Income Trusts and the Diversified Investor

This commentary was first published in the Financial Post on November 9, 2006.

With the surprise announcement last week by the Conservative government that distributions by income trusts would no longer be exempt from corporate-level taxation, investors in income trusts have suffered material losses to those investments.

Interestingly, investors with diversified portfolios of Canadian equities would have hardly noticed a difference in their wealth and are probably wondering what all the fuss is about.

While the TSX composite index suffered a substantial loss on the day immediately following the government's announcement, it has already made up most, if not all, of those losses. Since the announcement, then, the TSX Income Trust Index has underperformed the broader TSX Composite Index by approximately 10%. Even taking into account the current yield disparity in the two indexes (approximately 9% for the Income Trust Index and 2% for the TSX Composite Index), the TSX Composite Index still comes out ahead of the Income Trust Index by approximately 3%.

While investors in income trusts have been handsomely rewarded over the past few years, so have investors in the TSX Composite Index, who have been rewarded with double-digit returns over the last five years, without even taking into account dividends. The subsequent divergence in performance in the two sectors has revealed what should have been obvious from the beginning: that investors in the trust sector were taking on greater risk than investors in the broader securities market.

Part of the risk that investors were taking on by investing in the income trust sector was regulatory risk: the risk that Canada would cease preferential taxation of income trusts. Part of the risk was ordinary business risk: while older income trusts represented stable companies with stable and predictable cash flows, over the last eighteen months many income trusts were formed out of otherwise marginal businesses in order to take advantage of retail investors' focus on yield. This obsession with yield has now come home to hurt many retail Canadian investors who invested in income trusts on the assumption that they represented a "safe" source of income, especially in a low interest-rate environment in which it was difficult to earn more than 3% or 4% on fixed-income securities.

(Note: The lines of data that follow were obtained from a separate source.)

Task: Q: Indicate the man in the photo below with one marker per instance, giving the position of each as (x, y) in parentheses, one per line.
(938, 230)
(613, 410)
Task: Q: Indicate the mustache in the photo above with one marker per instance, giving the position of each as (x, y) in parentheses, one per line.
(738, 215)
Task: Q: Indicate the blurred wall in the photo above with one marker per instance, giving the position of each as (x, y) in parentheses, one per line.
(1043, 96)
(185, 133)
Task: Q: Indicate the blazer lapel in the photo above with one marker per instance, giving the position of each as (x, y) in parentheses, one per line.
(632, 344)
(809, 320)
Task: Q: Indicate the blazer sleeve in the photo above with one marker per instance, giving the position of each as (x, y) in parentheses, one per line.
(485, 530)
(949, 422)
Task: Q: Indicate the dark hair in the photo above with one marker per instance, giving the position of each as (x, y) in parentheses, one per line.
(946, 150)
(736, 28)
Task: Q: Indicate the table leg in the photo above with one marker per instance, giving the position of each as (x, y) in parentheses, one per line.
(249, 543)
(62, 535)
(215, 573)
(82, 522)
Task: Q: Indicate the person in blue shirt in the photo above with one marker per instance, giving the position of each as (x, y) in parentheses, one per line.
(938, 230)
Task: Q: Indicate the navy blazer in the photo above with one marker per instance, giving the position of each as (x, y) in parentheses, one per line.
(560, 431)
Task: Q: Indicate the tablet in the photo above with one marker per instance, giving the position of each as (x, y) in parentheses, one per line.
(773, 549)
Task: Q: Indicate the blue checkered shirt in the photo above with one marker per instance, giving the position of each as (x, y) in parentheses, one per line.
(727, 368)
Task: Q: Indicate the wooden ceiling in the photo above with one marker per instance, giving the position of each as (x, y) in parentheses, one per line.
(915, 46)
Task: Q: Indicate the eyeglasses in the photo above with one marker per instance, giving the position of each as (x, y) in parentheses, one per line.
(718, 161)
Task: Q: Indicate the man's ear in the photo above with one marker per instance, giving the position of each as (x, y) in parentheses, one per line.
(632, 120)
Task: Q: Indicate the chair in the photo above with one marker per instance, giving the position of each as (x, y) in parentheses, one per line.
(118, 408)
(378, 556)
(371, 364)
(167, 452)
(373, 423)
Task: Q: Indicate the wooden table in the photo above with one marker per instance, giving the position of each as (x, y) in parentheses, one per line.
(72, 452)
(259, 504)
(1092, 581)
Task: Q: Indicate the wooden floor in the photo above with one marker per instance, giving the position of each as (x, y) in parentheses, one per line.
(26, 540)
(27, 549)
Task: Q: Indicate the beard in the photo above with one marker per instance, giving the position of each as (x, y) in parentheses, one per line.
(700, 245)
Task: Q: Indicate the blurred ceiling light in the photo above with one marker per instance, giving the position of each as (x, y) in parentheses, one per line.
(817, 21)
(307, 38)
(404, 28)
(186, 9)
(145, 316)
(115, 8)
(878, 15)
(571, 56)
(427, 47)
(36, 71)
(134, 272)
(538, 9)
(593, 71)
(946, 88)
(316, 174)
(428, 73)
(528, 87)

Far from being low-risk, income trusts were a riskier than the overall market for at least three reasons. The first was lack of diversification, since income-trusts represented only approximately 10% of the TSX Composite Index on a weighted basis. The second was regulatory risk. Regardless of official representations to the contrary, as more and more Canadian corporations adopted the income trust structure for tax reasons, the pressure to clamp down in order to preserve the integrity of the corporate tax system would have only increased. The third was ordinary business risk. As more and more issuers converted to the income trust structure for tax reasons, the relative quality of the issuers declined, increasing the risk in the sector.